Remembrance Online - Michelle Madow


Today was going to be different. I could feel it.

It wasn’t because it was the first day of school, or that it was ten minutes after the time Jeremy agreed to pick me up. There was something strange in the air.

Or maybe I was just being ridiculous.

Tires screeched around the corner, and I looked down the street, recognizing Jeremy’s red Jeep Wrangler speeding down the pavement. He pulled up in front of my house and I hurried to the side of his car, swinging the door open and hopping onto the hot leather seat.

“Way to be late for the first day of school,” I said, pushing a few strands of hair off my face that had gotten out of place during my dash to the car.

He looked at me and smiled, his blue eyes hidden behind his sunglasses, and reached to tuck a loose curl behind my ear. “Liz,” he calmly spoke his nickname for me. “It’ll be fine. The teachers won’t even care on the first day.” He leaned back, the sunlight shining through the window glistening off his sandy hair. He looked like a model featured in a summer clothing catalogue; the pale colors of the blue and white striped shirt and khaki shorts he wore intensified his golden tan from his recent outdoor soccer practices.

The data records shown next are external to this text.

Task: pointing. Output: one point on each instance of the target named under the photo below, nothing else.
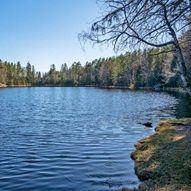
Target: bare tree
(129, 23)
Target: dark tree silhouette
(129, 23)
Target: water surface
(74, 138)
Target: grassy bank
(163, 160)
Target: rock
(147, 124)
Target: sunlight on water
(74, 138)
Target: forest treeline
(143, 68)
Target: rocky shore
(163, 160)
(2, 85)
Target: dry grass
(163, 160)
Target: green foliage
(142, 68)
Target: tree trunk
(181, 65)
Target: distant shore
(163, 160)
(161, 89)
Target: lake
(76, 139)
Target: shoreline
(163, 160)
(169, 89)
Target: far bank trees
(131, 23)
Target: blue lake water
(75, 139)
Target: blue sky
(44, 32)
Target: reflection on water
(75, 138)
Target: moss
(163, 160)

“Not all of us have gym first,” I pointed out. “Your teacher might not care if you’re late, but mine will.”

He shrugged and turned to look at me again. “Why didn’t you straighten your hair today?” he asked, unhappy with my decision to let it dry naturally.

“I like it like this,” I said, unsurprised that it didn’t take long for him to mention it. I’d started to embrace my curls over the summer, which was easier than straightening my hair every day. It wasn’t like they were springy and uncontrollable. They were loose and flowing, the kind of curls people cherished before the invention of flatirons.

“I like it better straight,” he told me. “You look so young right now, you could pass as a freshman.”

The words stung. I took a deep breath to calm myself, keeping my eyes focused on the road. “If I’d straightened it, we would have really been late to school.”

He reached his arm across the gearshift and squeezed my hand. “I’m sorry, Liz. I meant it as a compliment. You look great when you straighten it.”

I shrugged and pulled my hand out of his, looking out the window as my house disappeared behind us and blended in with all the others in the quaint New England neighborhood. The early September leaves were still green, and I soaked in the last days of summer, not looking forward to the weather getting cold. Even though I’d lived in Pembrooke—a town right outside of Manchester, New Hampshire—for my entire life, I still hated the winter. Whenever snow, sleet, or ice fell to the ground, I stayed in as much as possible. There was no point in going outside and freezing to death.

Jeremy stopped at a red light and reached over to turn on the stereo.

The heavy pounding of an awful rap song filled the car; it was so loud that the floors vibrated with the bass. The old man in the rundown truck next to us glared and shook his head in disapproval.

“When did you start listening to this kind of music?” I asked, lowering the volume.

“Some guys on the team got me into it.” He grabbed his iPod off the dashboard and handed it to me. “Check it out, it’s pretty good.” I glanced at it before putting it back where it was, uninterested in the other songs in the album. “You know,” I said, looking back over at him, “I just realized we don’t have a song.”

The words sounded stupid after I said them.

He thought about it for a second. “I guess we don’t,” he said, switching the stereo over to the radio. “Why don’t you put on any station, and whatever comes on will be our song.”

It sounded ridiculous, but I reached towards the tuner to change stations, closing my eyes before turning it.

AC/DC’s “Highway to Hell” blared through the speakers, and I turned if off so quickly that I feared the knob might break off in my hand.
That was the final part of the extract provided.